Photo by the author
# Entry
It seems like almost every week a modern model claims to be state of the art, beating existing AI models in all benchmarks.
I receive free access to the latest AI models during my full-time job within a few weeks of launch. I usually don’t pay much attention to noise and just exploit whichever model is automatically selected by the system.
However, I know developers and friends who want to create AI software that can be sent to production. Because these initiatives are self-financed, the challenge for them is to find the best model to accomplish this task.
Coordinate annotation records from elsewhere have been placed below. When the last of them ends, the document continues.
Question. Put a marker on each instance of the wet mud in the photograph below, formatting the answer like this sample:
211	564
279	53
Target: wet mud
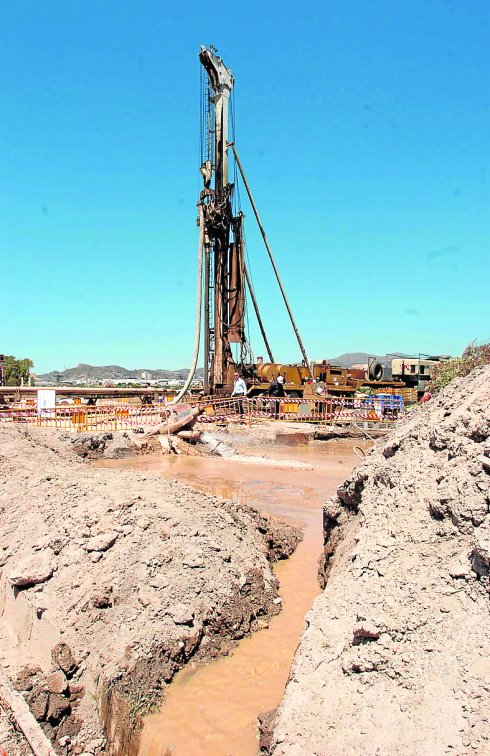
213	708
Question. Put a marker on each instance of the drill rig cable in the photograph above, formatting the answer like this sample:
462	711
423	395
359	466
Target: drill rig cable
249	280
278	278
197	333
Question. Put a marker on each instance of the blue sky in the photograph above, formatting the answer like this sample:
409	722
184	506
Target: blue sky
364	129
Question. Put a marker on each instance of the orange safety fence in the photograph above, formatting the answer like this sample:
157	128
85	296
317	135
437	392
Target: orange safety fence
317	410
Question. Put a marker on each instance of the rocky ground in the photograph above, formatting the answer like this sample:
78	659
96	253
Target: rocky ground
111	581
396	655
12	740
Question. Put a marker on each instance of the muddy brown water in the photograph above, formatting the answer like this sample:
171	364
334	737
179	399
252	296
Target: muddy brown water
212	709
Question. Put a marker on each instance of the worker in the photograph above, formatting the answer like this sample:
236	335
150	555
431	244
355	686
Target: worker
276	391
239	391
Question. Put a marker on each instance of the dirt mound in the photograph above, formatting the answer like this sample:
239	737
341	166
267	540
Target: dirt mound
111	581
396	655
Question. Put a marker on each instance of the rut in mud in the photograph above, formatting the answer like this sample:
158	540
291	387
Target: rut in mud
395	659
113	580
214	708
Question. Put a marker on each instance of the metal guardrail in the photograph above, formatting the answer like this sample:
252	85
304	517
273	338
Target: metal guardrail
80	419
326	410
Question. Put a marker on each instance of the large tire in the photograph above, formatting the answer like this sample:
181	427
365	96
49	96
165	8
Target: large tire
376	371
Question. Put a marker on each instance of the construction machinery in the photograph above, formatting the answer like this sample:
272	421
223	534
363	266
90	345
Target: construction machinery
223	278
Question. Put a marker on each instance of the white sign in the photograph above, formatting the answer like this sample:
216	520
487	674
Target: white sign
46	400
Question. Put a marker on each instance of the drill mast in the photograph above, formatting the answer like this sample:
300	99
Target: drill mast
224	270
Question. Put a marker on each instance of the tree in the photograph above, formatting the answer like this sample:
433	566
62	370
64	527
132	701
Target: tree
15	371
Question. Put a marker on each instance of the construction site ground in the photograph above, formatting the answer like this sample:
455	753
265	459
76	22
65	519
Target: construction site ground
395	657
112	580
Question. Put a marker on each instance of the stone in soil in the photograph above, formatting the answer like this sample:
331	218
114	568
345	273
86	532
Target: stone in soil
395	656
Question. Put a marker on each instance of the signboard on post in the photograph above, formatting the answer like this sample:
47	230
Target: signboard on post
46	401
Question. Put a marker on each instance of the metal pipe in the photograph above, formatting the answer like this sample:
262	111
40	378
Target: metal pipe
262	231
206	319
197	332
259	319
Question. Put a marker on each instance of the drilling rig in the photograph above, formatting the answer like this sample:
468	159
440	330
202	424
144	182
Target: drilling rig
226	278
224	275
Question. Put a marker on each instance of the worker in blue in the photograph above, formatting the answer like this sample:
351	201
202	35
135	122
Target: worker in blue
239	391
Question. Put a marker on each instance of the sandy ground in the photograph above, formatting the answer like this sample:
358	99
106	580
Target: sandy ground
396	655
111	581
11	740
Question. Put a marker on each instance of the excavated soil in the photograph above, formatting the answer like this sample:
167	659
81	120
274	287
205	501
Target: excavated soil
396	655
111	581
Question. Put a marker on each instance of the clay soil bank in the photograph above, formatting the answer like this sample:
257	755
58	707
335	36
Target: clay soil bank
395	658
213	709
113	580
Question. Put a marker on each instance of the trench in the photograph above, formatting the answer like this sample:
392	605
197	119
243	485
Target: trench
213	708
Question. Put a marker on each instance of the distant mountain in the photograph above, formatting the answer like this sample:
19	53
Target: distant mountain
91	373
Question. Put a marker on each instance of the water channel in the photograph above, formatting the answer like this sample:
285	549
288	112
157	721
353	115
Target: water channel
212	709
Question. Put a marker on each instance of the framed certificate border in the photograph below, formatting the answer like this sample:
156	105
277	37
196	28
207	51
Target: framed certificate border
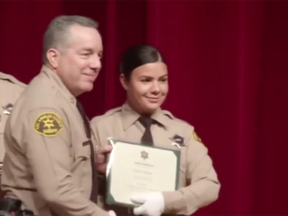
109	196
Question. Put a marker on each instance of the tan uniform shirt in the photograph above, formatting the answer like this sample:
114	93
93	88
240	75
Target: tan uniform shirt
198	183
47	163
10	90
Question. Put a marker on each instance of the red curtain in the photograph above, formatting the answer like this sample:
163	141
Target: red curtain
228	78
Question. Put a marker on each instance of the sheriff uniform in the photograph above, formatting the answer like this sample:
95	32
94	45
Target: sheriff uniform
199	185
49	160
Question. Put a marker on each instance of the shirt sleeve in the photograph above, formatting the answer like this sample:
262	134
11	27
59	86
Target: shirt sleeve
204	185
47	144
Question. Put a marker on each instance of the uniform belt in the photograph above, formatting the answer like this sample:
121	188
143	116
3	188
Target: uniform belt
130	213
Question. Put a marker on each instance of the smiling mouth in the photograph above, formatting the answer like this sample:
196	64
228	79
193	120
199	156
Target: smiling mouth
153	99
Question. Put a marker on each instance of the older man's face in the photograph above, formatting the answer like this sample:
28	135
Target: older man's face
79	61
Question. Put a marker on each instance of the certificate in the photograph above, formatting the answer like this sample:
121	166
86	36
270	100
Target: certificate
136	168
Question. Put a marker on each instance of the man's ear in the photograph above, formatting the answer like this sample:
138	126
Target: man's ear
53	56
123	81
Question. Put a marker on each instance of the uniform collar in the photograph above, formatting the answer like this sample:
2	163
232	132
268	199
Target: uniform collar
129	117
58	83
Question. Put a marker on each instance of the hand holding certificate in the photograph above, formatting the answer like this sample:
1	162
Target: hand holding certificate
135	168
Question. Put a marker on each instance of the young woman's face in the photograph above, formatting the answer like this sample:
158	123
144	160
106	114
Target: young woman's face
148	87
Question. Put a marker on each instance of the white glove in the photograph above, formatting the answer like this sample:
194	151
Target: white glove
111	213
151	204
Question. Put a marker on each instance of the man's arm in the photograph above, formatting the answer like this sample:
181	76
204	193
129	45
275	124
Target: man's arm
50	162
204	185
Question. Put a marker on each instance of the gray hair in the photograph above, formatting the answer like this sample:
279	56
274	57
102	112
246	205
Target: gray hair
56	32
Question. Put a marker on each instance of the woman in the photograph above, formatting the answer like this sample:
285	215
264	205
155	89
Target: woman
144	76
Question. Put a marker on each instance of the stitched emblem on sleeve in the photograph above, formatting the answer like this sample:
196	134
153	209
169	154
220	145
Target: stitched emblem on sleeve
48	124
196	137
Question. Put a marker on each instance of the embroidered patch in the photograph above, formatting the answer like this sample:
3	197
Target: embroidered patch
178	139
48	124
196	137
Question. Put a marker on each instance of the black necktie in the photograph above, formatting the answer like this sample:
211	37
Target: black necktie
94	192
147	136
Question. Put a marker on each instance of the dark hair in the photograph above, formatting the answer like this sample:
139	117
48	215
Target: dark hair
56	32
138	55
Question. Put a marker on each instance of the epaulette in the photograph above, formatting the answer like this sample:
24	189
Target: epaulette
112	111
12	79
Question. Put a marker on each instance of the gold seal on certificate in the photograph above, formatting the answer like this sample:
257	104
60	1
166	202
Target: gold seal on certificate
135	168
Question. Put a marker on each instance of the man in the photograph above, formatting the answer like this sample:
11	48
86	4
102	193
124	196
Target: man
49	161
10	90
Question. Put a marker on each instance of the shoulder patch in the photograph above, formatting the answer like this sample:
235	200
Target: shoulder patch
12	79
167	113
112	111
48	124
196	137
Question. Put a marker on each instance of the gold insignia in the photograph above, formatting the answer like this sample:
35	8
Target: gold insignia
196	137
48	124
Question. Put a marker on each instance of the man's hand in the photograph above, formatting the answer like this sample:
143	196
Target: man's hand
101	158
151	204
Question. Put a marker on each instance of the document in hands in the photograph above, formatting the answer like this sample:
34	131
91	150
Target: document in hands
136	168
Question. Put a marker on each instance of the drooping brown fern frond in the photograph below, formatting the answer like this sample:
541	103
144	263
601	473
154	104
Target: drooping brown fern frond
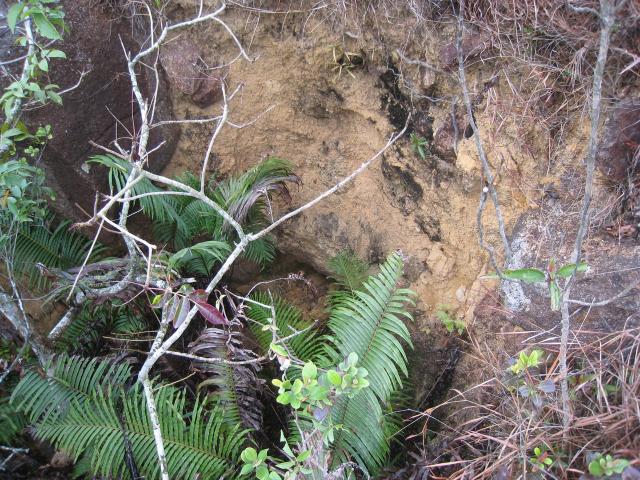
237	387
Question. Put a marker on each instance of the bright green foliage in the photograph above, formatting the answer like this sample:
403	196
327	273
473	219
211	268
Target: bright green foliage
309	345
348	270
418	145
526	361
234	387
22	192
451	323
606	465
47	20
72	381
542	458
317	390
54	246
93	322
12	422
180	220
535	275
82	409
370	324
201	257
200	448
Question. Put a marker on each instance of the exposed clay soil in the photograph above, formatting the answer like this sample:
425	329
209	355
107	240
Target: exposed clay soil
328	122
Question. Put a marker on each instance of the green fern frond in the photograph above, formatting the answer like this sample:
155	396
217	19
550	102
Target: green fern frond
201	257
348	270
55	247
159	208
371	325
362	437
261	251
12	422
92	323
202	447
240	195
71	380
236	387
309	345
369	322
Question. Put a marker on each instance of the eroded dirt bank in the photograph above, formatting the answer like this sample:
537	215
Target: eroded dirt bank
326	118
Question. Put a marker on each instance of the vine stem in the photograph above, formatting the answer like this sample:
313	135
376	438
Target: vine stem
607	20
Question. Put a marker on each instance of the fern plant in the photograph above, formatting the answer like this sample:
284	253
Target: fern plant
82	408
49	243
308	345
367	319
180	220
370	323
89	327
235	387
202	447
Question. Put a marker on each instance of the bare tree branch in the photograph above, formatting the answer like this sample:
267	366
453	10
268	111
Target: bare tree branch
607	20
486	168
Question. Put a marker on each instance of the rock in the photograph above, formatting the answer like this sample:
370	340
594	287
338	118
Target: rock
472	46
182	61
612	265
620	140
99	109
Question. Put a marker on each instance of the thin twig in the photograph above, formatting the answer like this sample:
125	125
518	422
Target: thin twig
607	19
486	168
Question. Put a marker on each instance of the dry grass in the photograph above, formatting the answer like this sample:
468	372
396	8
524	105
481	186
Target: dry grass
497	429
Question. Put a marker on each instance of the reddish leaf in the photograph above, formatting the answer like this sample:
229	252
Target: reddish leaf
183	310
210	313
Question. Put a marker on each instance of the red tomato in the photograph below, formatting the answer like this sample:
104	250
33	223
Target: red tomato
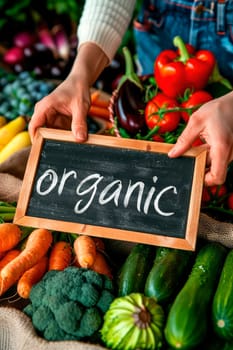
230	201
213	193
156	113
197	142
195	100
157	138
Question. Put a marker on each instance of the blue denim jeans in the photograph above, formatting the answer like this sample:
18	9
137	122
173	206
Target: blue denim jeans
204	24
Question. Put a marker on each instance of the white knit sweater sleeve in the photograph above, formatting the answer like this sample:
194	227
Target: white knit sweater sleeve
104	22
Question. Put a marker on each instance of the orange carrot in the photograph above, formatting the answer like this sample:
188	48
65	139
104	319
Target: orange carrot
36	247
101	265
10	255
101	112
99	243
95	95
10	235
2	254
85	250
97	100
60	256
31	277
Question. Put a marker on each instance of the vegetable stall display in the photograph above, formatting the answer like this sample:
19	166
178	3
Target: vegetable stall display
75	289
142	109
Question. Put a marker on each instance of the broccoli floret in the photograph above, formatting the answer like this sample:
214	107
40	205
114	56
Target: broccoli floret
70	304
54	301
90	322
68	316
88	295
93	278
42	317
54	332
105	300
37	292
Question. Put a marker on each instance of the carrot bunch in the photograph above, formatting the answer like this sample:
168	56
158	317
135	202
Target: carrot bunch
90	253
24	263
14	266
99	106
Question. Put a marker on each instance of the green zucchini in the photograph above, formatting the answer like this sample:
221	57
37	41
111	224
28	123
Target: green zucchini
222	307
188	318
135	269
169	271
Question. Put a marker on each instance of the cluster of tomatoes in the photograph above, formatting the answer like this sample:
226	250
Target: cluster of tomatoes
167	112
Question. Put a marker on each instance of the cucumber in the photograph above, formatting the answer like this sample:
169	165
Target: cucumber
188	318
167	274
135	269
222	307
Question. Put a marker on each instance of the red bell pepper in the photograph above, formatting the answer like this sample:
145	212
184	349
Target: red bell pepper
193	102
177	70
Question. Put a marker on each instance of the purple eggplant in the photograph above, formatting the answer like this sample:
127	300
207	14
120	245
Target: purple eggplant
129	102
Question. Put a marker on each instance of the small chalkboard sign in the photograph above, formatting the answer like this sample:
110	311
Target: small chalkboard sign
114	188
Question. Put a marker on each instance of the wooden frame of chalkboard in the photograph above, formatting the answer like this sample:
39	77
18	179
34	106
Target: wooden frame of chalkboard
110	187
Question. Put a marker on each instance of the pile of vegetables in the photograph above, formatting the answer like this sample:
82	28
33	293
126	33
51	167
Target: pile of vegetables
148	301
158	107
40	38
19	93
26	254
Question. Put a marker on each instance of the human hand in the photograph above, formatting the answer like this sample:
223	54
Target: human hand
212	122
67	106
64	108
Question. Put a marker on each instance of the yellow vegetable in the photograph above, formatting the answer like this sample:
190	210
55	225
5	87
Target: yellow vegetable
3	120
9	130
18	142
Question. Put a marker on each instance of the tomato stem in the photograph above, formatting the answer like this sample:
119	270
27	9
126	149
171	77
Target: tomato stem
183	52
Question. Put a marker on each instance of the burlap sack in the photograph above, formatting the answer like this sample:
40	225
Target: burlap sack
11	175
16	330
12	172
17	333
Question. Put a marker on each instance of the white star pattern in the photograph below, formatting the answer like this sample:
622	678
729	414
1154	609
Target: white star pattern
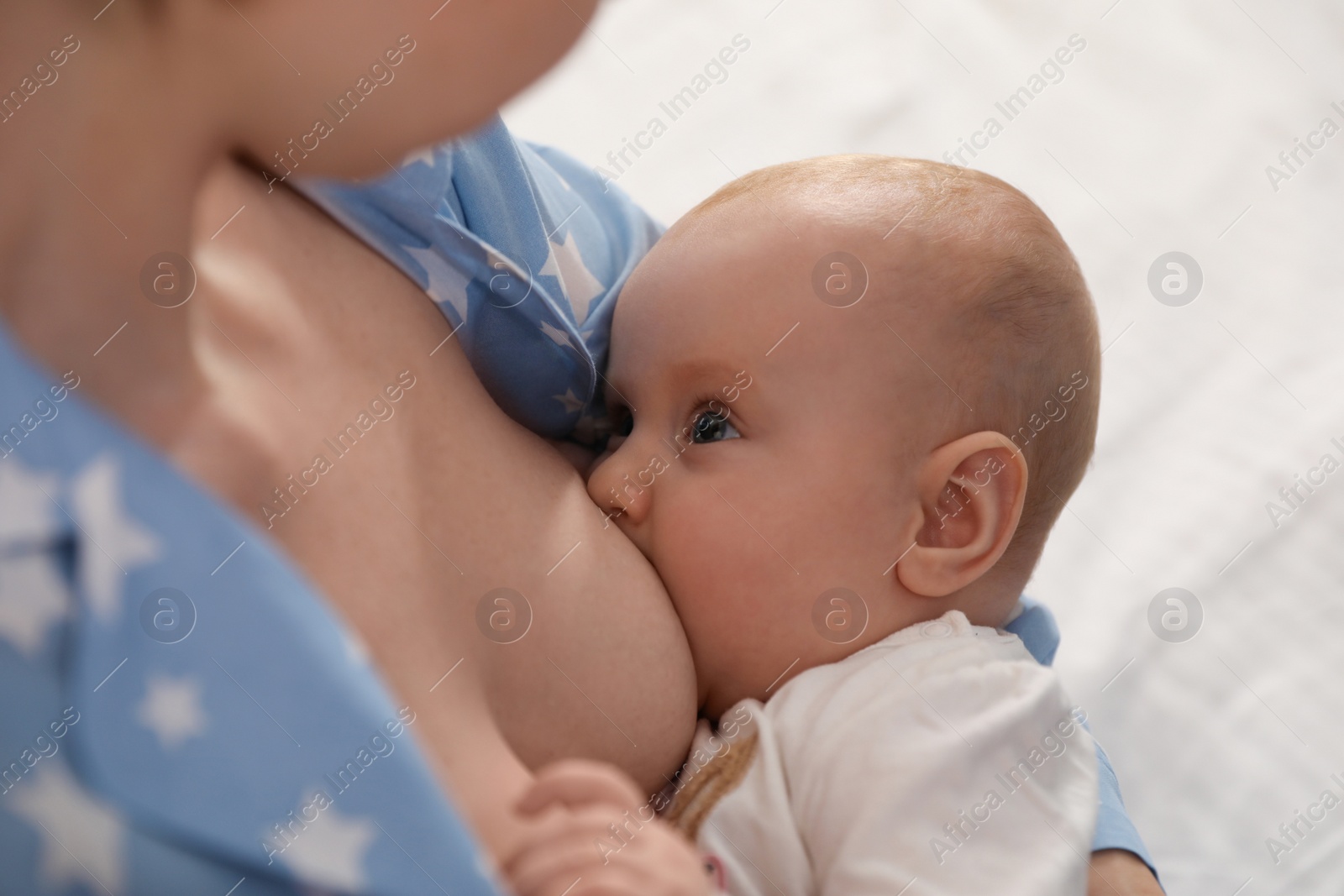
111	542
82	840
558	336
570	402
447	284
33	597
329	852
27	501
172	710
566	264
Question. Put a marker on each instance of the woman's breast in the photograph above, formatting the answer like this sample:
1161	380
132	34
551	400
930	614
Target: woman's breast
461	547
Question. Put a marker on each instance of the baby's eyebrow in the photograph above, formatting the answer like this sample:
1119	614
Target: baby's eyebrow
612	396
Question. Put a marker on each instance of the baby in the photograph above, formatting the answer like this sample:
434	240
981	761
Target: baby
853	396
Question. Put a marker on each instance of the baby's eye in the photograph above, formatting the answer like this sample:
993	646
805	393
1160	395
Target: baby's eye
712	426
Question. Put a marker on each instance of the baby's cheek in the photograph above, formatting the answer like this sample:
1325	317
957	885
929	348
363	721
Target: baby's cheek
730	590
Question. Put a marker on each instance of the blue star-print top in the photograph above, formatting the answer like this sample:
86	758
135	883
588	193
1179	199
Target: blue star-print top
181	710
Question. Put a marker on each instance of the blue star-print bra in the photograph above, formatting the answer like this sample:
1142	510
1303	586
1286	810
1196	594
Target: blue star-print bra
181	712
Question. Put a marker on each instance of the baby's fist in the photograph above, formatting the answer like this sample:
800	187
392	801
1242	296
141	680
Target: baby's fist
596	836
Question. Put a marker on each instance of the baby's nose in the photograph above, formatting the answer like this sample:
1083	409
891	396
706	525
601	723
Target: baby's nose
622	486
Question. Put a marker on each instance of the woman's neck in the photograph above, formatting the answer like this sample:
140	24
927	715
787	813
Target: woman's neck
87	207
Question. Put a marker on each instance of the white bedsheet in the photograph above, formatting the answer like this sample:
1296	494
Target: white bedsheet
1156	139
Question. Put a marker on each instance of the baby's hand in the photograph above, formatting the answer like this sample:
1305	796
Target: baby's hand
575	852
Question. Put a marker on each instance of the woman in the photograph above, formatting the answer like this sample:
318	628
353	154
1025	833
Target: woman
218	726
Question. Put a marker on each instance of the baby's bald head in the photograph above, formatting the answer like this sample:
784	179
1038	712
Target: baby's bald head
992	288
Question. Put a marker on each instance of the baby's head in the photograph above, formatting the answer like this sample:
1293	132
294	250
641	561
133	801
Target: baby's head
851	372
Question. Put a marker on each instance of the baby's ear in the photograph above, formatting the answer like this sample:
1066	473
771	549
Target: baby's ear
971	495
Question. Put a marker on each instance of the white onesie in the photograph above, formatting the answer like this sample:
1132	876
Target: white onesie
942	759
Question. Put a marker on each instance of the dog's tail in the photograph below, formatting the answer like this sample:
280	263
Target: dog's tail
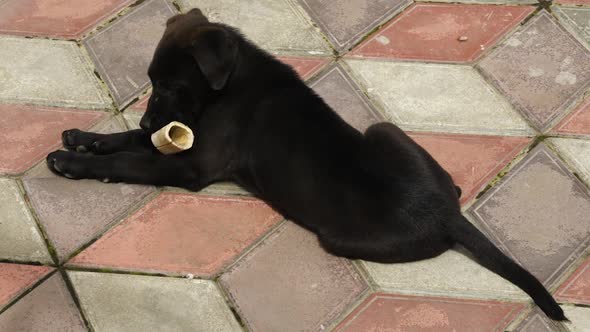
488	255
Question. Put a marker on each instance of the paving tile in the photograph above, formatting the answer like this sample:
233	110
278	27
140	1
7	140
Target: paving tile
28	133
55	18
182	234
452	274
122	51
577	123
306	67
576	289
74	212
48	307
346	22
344	97
17	278
278	26
289	283
577	20
575	153
471	160
120	302
432	32
536	321
542	70
48	72
19	237
433	97
382	312
537	215
580	318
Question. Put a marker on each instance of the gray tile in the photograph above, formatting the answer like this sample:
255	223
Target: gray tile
347	21
538	215
49	307
541	68
289	283
344	97
122	52
48	72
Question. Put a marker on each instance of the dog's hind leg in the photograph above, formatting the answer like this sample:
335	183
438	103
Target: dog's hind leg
130	141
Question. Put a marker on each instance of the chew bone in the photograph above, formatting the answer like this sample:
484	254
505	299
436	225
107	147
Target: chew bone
173	138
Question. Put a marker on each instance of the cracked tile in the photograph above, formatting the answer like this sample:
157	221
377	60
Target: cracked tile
278	26
55	18
537	215
432	97
20	239
346	22
181	234
542	70
123	302
432	32
289	283
48	72
407	313
122	51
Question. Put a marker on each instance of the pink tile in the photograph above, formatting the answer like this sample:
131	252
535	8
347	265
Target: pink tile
27	133
577	288
432	32
578	122
180	234
305	67
383	312
471	160
16	278
55	18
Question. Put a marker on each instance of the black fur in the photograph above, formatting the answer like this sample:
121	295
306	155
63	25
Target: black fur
376	196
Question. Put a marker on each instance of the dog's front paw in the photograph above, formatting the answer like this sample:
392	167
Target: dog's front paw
65	163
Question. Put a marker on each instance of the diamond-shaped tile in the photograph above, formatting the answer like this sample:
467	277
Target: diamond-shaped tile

They want to balance cost and reliability.
So, after the release of GPT-5.2, I decided to conduct a hands-on test to find out if this model was worth the hype and if it was actually better than the competition.
Specifically, I decided to test each vendor’s flagship models: Close job 4.5 (The most powerful model from Anthropic), GPT-5.2 Pro (OpenAI’s latest extended inference model) and DeepSeek V3.2 (one of the newest open source alternatives).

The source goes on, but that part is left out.